А давайте, уважаемый читатель, сделаем то, чего никто (по крайней мере— из известных нам экспертов) прежде не делал. Поместим в ряд три разнохарактерные и не самые известные картины Эдуара Мане, раскрыв на контрасте различные аспекты его творчества.
Готовы? Приступаем.
Une. Натюрморт с рыбой и креветками. Отлично сохранившаяся картина, поверхность которой до сих пор выглядит так, словно вибрирует от бесчисленных прикосновений энергичной кисти Мане. Маэстро всегда считал натюрморт «полем эксперимента». Возможностью доказать зрителю своё мастерство обращения с маслом. Следовать за фигуративным реализмом, концентрируясь на работе с наиболее «выигрышными» сочетаниями цвета.
Размышляя о смелых (даже спорных) решениях, присущих полотнам Эдуара Мане, Эмиль Золя писал так: «Даже самые решительные противники таланта Мане признают, что он хорошо рисует неодушевлённые предметы».

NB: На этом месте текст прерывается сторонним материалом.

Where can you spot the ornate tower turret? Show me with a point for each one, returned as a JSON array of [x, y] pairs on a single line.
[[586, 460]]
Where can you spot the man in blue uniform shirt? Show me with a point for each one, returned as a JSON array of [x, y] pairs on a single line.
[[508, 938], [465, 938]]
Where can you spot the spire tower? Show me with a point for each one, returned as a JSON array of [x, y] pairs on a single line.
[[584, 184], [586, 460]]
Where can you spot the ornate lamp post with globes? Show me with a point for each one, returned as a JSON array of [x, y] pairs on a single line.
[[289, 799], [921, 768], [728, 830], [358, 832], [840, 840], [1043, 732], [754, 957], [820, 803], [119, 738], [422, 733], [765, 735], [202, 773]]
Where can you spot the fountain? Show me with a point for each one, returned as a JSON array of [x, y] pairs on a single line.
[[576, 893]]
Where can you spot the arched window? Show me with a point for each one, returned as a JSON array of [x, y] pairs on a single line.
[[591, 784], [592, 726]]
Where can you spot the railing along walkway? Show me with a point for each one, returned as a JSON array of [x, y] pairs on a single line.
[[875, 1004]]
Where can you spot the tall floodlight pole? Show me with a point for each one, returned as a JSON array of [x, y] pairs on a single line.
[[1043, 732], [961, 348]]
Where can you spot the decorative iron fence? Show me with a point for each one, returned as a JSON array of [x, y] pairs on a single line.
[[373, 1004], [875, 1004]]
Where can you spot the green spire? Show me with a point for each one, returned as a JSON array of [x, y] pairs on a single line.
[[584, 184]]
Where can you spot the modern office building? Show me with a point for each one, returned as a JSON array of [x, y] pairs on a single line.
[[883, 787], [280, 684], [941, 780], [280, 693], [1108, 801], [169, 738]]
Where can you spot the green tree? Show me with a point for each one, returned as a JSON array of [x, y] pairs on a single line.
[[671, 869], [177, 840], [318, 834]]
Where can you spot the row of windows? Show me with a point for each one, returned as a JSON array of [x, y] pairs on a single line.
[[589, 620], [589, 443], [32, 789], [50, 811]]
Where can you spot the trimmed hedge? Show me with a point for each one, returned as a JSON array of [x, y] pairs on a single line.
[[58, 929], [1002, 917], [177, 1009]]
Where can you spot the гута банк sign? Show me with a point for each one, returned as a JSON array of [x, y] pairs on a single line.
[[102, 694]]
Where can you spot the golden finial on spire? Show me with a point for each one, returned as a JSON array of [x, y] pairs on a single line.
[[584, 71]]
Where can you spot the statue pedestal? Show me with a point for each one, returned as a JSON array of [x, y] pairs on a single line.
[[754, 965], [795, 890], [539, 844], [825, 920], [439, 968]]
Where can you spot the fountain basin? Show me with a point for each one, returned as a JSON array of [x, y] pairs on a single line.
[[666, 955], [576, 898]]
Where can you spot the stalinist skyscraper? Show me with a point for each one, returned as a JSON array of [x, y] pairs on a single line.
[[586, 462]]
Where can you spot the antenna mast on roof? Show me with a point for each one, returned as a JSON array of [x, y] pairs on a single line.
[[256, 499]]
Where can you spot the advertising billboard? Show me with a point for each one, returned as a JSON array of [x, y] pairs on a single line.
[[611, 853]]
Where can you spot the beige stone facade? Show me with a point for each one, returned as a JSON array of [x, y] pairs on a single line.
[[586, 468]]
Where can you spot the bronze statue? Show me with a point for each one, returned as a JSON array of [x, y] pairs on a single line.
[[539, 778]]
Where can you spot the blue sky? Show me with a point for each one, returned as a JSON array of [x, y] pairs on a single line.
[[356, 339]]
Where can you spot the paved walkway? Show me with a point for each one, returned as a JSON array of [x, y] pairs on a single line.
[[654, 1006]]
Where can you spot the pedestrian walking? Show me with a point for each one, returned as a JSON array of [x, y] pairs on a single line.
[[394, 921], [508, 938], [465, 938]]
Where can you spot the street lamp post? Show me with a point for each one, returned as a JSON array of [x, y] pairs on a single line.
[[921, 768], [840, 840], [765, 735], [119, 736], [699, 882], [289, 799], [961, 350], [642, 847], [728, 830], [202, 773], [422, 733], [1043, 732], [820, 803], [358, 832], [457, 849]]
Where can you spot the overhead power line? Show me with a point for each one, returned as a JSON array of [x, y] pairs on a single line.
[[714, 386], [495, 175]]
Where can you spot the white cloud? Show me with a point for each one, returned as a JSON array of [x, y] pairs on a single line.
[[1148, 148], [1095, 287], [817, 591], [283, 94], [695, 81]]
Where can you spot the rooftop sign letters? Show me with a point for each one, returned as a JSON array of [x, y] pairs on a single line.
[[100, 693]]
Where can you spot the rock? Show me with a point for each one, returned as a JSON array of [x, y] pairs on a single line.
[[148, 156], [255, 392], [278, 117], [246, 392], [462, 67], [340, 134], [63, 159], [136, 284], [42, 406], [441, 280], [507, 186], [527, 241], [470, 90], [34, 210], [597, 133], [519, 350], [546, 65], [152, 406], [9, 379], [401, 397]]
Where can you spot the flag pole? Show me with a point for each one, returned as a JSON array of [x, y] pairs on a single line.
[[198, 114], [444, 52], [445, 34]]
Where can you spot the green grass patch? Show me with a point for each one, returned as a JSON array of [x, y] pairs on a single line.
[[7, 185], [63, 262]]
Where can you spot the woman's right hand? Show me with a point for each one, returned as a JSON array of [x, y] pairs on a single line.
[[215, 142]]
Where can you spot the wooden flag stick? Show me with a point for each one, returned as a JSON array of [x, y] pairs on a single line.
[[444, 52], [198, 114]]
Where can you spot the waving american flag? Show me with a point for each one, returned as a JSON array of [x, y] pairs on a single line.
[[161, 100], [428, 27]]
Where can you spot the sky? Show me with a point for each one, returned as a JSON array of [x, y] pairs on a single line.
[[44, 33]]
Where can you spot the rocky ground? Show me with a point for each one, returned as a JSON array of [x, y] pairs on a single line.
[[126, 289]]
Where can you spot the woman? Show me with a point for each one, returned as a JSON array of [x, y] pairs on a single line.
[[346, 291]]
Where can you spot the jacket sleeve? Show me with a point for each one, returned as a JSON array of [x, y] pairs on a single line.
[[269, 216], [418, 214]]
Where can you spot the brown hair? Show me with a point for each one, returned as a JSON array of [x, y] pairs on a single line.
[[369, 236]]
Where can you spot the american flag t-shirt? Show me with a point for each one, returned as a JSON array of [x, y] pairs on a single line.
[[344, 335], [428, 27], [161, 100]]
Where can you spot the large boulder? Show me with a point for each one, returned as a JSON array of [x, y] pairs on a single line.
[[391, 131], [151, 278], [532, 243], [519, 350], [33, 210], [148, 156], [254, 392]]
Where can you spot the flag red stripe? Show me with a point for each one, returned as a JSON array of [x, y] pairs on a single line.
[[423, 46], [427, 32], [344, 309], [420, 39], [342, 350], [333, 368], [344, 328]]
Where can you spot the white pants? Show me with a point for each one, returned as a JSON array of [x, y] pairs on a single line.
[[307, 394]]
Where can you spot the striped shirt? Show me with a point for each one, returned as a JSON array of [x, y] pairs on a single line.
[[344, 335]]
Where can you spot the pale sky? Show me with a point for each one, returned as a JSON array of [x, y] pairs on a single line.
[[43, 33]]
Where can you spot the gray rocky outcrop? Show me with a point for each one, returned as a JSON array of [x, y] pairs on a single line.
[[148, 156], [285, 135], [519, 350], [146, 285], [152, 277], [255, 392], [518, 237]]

Deux. «Старьевщик». Монументальное полотно высотой более ста девяноста сантиметров. Свидетельство преданности автора смелому и острому сюжету. На картине изображён обитатель парижских пригородов «образца» середины позапрошлого века. Работа полна визуальными отсылками к испанской живописи Золотого века. В частности — к творениям «допридворного» периода Веласкеса. Эта картина, входящая в серию под провокационным названием «Четыре философа»(что служит явным реверансом в сторону Рубенса), вызвала резкое возмущение критиков.

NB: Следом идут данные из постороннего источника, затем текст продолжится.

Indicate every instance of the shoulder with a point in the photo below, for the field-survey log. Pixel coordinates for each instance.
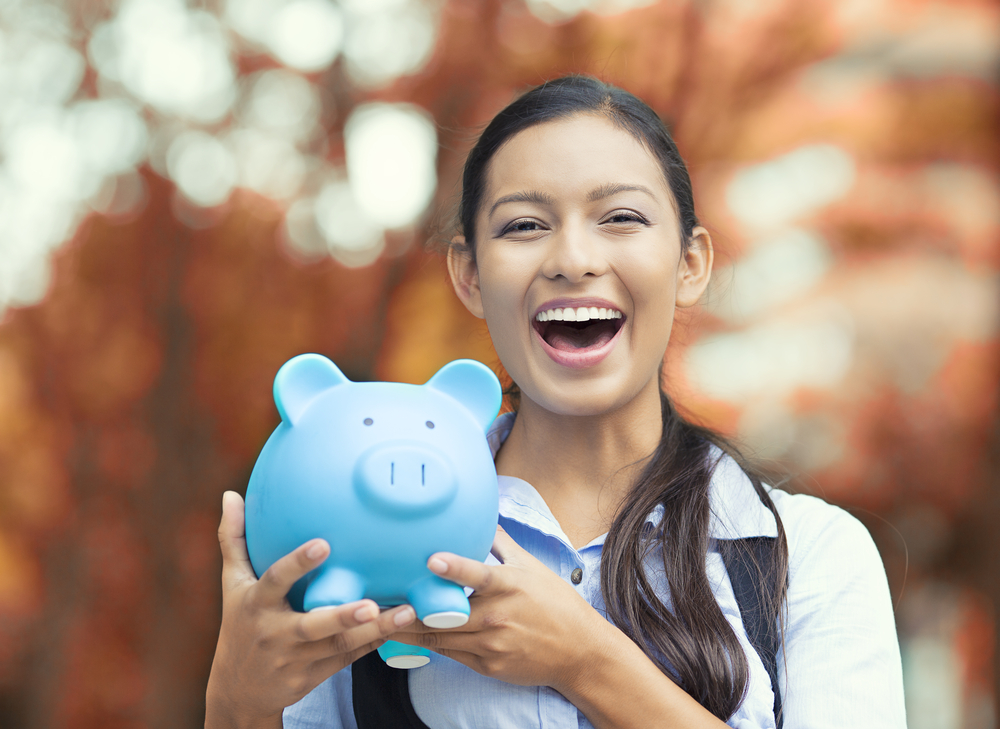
(824, 537)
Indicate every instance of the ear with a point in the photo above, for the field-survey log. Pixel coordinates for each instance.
(300, 380)
(695, 268)
(465, 275)
(473, 385)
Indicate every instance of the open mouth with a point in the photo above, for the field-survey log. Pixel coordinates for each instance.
(578, 329)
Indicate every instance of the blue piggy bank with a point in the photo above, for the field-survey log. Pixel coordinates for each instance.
(387, 473)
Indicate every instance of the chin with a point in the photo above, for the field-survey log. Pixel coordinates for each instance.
(579, 400)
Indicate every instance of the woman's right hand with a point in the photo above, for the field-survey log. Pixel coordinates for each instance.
(269, 656)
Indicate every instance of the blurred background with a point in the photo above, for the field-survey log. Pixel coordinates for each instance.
(191, 192)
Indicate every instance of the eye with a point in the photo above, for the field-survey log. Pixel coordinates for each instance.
(522, 225)
(627, 217)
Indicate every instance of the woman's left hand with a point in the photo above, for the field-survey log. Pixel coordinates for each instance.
(528, 626)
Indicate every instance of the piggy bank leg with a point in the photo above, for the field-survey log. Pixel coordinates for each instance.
(333, 586)
(401, 655)
(439, 603)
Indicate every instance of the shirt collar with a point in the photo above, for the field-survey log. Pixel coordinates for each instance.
(736, 511)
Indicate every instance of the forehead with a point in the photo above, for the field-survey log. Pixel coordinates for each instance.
(573, 156)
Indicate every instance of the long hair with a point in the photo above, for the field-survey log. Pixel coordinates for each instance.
(690, 640)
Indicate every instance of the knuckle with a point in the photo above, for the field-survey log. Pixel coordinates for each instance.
(341, 643)
(493, 621)
(430, 640)
(302, 632)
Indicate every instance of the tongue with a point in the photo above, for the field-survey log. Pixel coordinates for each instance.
(566, 337)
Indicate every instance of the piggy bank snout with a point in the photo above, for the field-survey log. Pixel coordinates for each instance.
(404, 479)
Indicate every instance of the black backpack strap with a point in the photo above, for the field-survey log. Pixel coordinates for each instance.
(751, 571)
(381, 695)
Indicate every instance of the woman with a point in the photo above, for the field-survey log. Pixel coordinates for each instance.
(611, 602)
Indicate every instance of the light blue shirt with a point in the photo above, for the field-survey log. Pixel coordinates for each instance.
(839, 667)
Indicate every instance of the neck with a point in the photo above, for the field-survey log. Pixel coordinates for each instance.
(583, 466)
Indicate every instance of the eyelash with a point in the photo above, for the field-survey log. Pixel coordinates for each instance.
(630, 217)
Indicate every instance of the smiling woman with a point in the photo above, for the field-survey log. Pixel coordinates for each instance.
(643, 573)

Причина: традиция, согласно которой такие масштабные произведения должны посвящаться только религиозным лидерам, славным историческим событиям и королевским сюжетам. Вместо этого «Старьевщик» Мане объединил в себе различные ранее никогда не пересекавшиеся на одном полотне нарративы из прошлого и настоящего, из аристократической и простонародной культуры. Картина написана весьма утончённо, от чего её социальный посыл ощущается ещё острее.
Trois. «Мадам Мане». На картине изображена любимая жена и не менее любимая модель художника. Картина была дописана уже после того, как маэстро покинул наш мир. И сегодня, благодаря тем самым «доработкам», привнесённым по заказу супруги, портрет представляет занимательную иллюстрацию на тему авторского почерка Эдуара Мане. Точнее —всяческого нежелания исходного изображения становиться «базой» для чужих корректив. В результате стараний других художников угадать замысел Мане, портрет приобрёл известную призрачность. Потерял изрядное число слоёв краски, побледнел и окружился белёсой дымкой фона. Постепенно утратил связь с исходным замыслом мастера.
Зато работа в целом стала шедевром метафизики. Ибо она была самой собою лишь пока оставалась незаконченной. Есть что-то глубоко импрессионистское. Общее впечатление стало важнее деталей, а история картины — важнее её эстетических достоинств. Глаза героини на этом полотне — подлинные. А вот подпись Мане на нём — фальшивая. Является ли она ли она наследием Эдуара Мане? — да. А может ли считаться полноправной картиной Манэ? — отличный вопрос...
Что же, пора подводить итог. Мы утверждаем: герой нашей статьи был не только родоначальником скорого на мазок и лёгкого на смысл жанра мгновенного впечатления, но и адептом утончённой живописной техники. Живописцем, умевшим поднимать в своих произведениях глубокие и сложные темы.
И если в Вашем присутствии кто-то будут справедливо утверждать, что Эдуар Мане — отец-основатель импрессионизма, можете смело дополнить: «И достойнейший наследник традиций реализма». Отныне у Вас «на руках» — неоспоримые доводы в пользу этого утверждения.